E´ fatta. E´ finita. Pierluigi Bersani si accende un sigaro nel suo ufficio alla Camera, prima di affrontare l´entusiasmo dei militanti nella sede storica di via dei Giubbonari e prima di scendere, con loro, in piazza. Scorrono i titoli di coda. Il segretario del Pd può lasciarsi andare: «E´ il giorno della liberazione! Tutti, chi più chi meno, hanno portato un sassolino per arrivare a questo passaggio di importanza incalcolabile». Berlusconi – dice Bersani – è caduto in Parlamento nel rispetto delle regole ma dietro c´è la nostra forza, la forza reale del Pd, che non è il partito a impronta personalistica del “ghe pensi mi” ma un partito solido, democratico, che discute, e ha scelto compatto di appoggiare un governo di emergenza». Strana serata per la sinistra, il senso di euforia non scaccia la prudenza. I nodi sono tanti: la composizione del governo, il caso Letta, che poi, però, si risolve nella notte con un passo indietro. E sul quale Bersani dice: «Non ne facevo una questione personale ma a chi chiedeva garanzie politiche ho sempre detto: per noi la garanzia è Monti». E lui, e Bersani? Quale sarà il suo destino politico? Se si fosse andati subito ad elezioni sarebbe stato il candidato premier. Persa l´occasione della vita? Aspira il sigaro e sorride: «Non mi interessa di vincere sulle macerie».

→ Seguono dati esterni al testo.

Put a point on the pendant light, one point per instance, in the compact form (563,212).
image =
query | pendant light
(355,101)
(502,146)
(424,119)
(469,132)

Bersani, un giorno da ricordare.
«Credo che ognuno di noi abbia in questo momento emozioni e riflessioni personali. Io ricordo cosa dissi quando partii con le primarie: “Il più antiberlusconiano di tutti sarà quello che lo manderà a casa…”».
Allora è lei il più antiberlusconiano.
«No, è il Pd. Da due anni a questa parte abbiamo iniziato a denunciare la gravità della situazione e non ci siamo mai accodati ai cori di complemento nella fase dell´omaggio alle fortune berlusconiane».
I cori di chi?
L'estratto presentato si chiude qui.